De vez en cuando me veía obligado a ralentizar la marcha para sortear pequeños matorrales de caña ambulantes que, vistos más de cerca, resultaron ser cargas a lomos de mulas que suscitaron gritos compasivos de Anna. Cada pocos kilómetros nos encontrábamos una población chabolista de casas construidas con bloques de cemento y tejados de chapa de zinc. Niños semidesnudos, que mascaban tallos de caña de azúcar como perros royendo huesos, contemplaban con entusiasmo y grandes aspavientos nuestro paso por las villas de la miseria. Desde el confort metropolitano de Buenos Aires, Argentina parecía un país próspero; pero allí, en las plantaciones de la Pampa Húmeda, el octavo país mayor del mundo parecía uno de los más pobres.

Varios kilómetros más adelante, la caña de azúcar desapareció de la vista y llegamos a unos campos de maíz que conducían al río Dulce y a un puente de madera que no era mucho más que una continuación de la carretera de tierra.
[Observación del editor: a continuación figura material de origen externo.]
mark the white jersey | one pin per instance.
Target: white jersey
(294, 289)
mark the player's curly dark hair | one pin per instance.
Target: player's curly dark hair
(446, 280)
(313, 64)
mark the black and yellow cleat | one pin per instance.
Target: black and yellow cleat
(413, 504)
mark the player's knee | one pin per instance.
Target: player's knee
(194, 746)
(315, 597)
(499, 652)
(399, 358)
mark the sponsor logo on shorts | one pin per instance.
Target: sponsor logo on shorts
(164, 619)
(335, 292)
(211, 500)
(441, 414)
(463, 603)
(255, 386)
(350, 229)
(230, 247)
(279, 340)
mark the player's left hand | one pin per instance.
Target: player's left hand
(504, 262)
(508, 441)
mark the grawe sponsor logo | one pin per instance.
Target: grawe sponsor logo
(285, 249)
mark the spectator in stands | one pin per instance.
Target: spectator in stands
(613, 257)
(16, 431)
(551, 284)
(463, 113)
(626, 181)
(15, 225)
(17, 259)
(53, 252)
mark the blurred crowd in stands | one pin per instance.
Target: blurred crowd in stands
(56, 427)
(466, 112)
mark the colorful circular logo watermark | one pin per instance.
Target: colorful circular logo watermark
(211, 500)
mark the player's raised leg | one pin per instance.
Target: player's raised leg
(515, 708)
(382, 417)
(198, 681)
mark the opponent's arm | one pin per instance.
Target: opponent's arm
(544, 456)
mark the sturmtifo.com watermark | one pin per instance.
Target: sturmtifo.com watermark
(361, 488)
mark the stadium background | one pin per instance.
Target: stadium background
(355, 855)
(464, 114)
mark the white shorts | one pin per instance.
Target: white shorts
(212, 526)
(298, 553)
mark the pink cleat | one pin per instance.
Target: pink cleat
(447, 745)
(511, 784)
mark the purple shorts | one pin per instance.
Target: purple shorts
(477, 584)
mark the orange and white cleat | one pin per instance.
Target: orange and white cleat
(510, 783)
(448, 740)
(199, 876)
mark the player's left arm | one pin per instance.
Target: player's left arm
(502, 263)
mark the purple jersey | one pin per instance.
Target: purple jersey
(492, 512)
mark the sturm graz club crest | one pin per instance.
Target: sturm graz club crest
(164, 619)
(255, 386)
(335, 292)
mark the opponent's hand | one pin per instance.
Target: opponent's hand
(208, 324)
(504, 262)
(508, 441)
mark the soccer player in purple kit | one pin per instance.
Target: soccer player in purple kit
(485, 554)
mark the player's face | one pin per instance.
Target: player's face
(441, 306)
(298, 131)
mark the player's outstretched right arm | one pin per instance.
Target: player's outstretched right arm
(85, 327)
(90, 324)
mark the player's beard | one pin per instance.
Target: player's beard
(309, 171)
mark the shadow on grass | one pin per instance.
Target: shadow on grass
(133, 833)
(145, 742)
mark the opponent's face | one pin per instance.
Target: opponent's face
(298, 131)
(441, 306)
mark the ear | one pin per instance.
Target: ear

Al otro lado del río paré para echar otro vistazo al mapa. Tenía la Sierra al fondo, el río a la derecha, campos de maíz a la izquierda, y la carretera que continuaba por una larga pendiente justo delante de nosotros.

– Aquí no hay nada -dijo Anna-. Sólo un montón de azúcar y mucho más cielo. -Hizo una pausa-. ¿Cómo es exactamente ese lugar?

– No lo sé con seguridad -dije-. Pero cuando lo vea lo sabré. -Arrojé el mapa sobre su regazo y proseguimos la marcha.

Al cabo de unos minutos llegamos a las ruinas de un pueblo, un pueblo que no figuraba en el mapa. A ambos lados de la carretera había cabañas blancas sin tejado y una iglesia abandonada, que era el hogar de numerosos perros vagabundos, pero no parecía que nadie viviese allí.

– ¿Adónde habrá ido toda la gente?

– Supongo que la trasladó el gobierno. Toda esta zona quedará anegada cuando represen el río.

– Ya se echa de menos ahora -dijo Anna.

Al final de la calle había un estrecho callejón hacia la derecha y, en un muro, vimos el tenue perfil de una flecha con las palabras Laguna Dulce. Continuamos por el callejón, una pista de tierra que se adentraba en un angosto valle. Una espesa bóveda de árboles cubría la pista y encendí las luces hasta que volvimos a ver la luz del sol.

– No me gustaría que nos quedásemos sin gasolina aquí -observó Anna, mientras avanzábamos a trompicones entre los baches-. Estar en medio de la nada tiene sus momentos depresivos.

– Cuando quieras volver no tienes más que decirlo.

– ¿Y perderme lo que haya la vuelta de la esquina? Ni pensarlo.

Al fin llegamos a un claro y a una especie de cruce.

– ¿Y ahora por dónde? -preguntó.

Continué un poco más por el mismo camino antes de regresar al cruce y elegir otra dirección. Al cabo de unos instantes, lo vi.

– Es por aquí -dije.

– ¿Cómo lo sabes?

Ralenticé la marcha. Entre los arbustos que había al borde de la pista había una bobina de alambre con la etiqueta de Glasgow Wire. La señalé.

– Aquí es adonde trajo su alambre el escocés.

– ¿Crees que era para un campo de refugiados?

– Sí.

Eso es lo que le dije. Pero yo ya empezaba a comprender que, si alguna vez hubiera existido allí un campo de refugiados, ya había desaparecido. Todo el valle estaba desierto. Cualquier campo de refugiados habría necesitado suministros. Los suministros requieren transporte. No había ni rastro de que nadie hubiera recorrido aquella carretera de arcilla roja en mucho tiempo. Las marcas de nuestros neumáticos eran las únicas visibles.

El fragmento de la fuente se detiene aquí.